Order of sensitivity of the inputs quantified by the CV values.

Table 3 Coefficient of variation (CV) and most likely values of inputs.
Figure 10
figure 10

Comparison of the observed data and the most likely values estimated by the SCEM-UA algorithm: (a) width, (b) depth, (c) percent shade, and (d) streamflow.

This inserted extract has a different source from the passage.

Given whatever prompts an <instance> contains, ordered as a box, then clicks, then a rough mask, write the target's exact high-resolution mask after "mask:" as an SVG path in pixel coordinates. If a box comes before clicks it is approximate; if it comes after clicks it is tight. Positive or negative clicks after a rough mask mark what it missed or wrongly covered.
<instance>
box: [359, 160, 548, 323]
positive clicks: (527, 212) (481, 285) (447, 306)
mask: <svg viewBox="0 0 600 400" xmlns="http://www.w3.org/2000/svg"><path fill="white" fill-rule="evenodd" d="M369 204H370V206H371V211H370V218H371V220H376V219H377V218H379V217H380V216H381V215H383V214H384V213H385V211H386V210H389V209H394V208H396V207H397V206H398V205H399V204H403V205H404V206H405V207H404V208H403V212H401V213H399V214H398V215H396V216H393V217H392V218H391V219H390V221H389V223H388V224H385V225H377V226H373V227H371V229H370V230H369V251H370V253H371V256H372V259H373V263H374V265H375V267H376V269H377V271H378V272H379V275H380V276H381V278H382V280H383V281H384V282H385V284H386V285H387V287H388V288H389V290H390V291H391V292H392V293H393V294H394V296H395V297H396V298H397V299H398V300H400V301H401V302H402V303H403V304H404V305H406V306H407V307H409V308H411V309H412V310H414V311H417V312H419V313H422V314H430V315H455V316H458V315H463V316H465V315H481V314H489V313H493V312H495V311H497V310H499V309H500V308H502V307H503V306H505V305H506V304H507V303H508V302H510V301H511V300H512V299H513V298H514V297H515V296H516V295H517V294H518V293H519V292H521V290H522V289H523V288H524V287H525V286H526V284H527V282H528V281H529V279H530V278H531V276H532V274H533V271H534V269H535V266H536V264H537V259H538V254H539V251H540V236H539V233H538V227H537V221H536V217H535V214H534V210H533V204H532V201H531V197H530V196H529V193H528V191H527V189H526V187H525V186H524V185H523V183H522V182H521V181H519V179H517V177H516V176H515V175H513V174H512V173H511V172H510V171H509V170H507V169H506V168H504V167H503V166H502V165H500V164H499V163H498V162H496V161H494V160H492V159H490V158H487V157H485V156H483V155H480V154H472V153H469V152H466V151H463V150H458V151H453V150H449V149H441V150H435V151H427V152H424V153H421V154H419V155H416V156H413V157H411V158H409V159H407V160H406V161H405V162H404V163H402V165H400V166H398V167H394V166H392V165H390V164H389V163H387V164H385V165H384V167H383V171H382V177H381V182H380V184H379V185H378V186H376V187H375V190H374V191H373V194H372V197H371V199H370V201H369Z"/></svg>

Table 4 Relative errors of the inputs in the SCEM-UA algorithm.

Concluding remarks

This study focused on investigating the uncertainties of the HFLUX model inputs by using the SCEM-UA algorithm. Meadowbrook Creek in the City of Syracuse, New York was selected as an application of the proposed methods. The histograms of the selected model inputs were obtained, based on which the uncertainty of the inputs and their most likely values were determined. Specifically, the width of each histogram indicated the uncertainty of the corresponding input. It was found that the creek depth at the beginning of the study reach with a CV of 78.14% was the most uncertain and thus the least sensitive input. The streamflow at 375 m from the beginning of the study reach with a CV of 1.94% was the least uncertain and thus the most sensitive input. The mean of each histogram indicated the most likely value for the corresponding input. The performance of the SCEM-UA algorithm was evaluated by comparing the observed data and the most likely values from the SCEM-UA algorithm. Based on the comparisons, the streamflow at 375 m from the beginning of the study reach with the smallest relative error (0.03%) was the most accurately estimated input, while the percent shade coefficient at 375 m from the beginning of the study reach with the largest relative error (15%) was the least accurately estimated input. These results demonstrated that the SCEM-UA algorithm was suitable for analyzing the uncertainties associated with the inputs of the HFLUX model.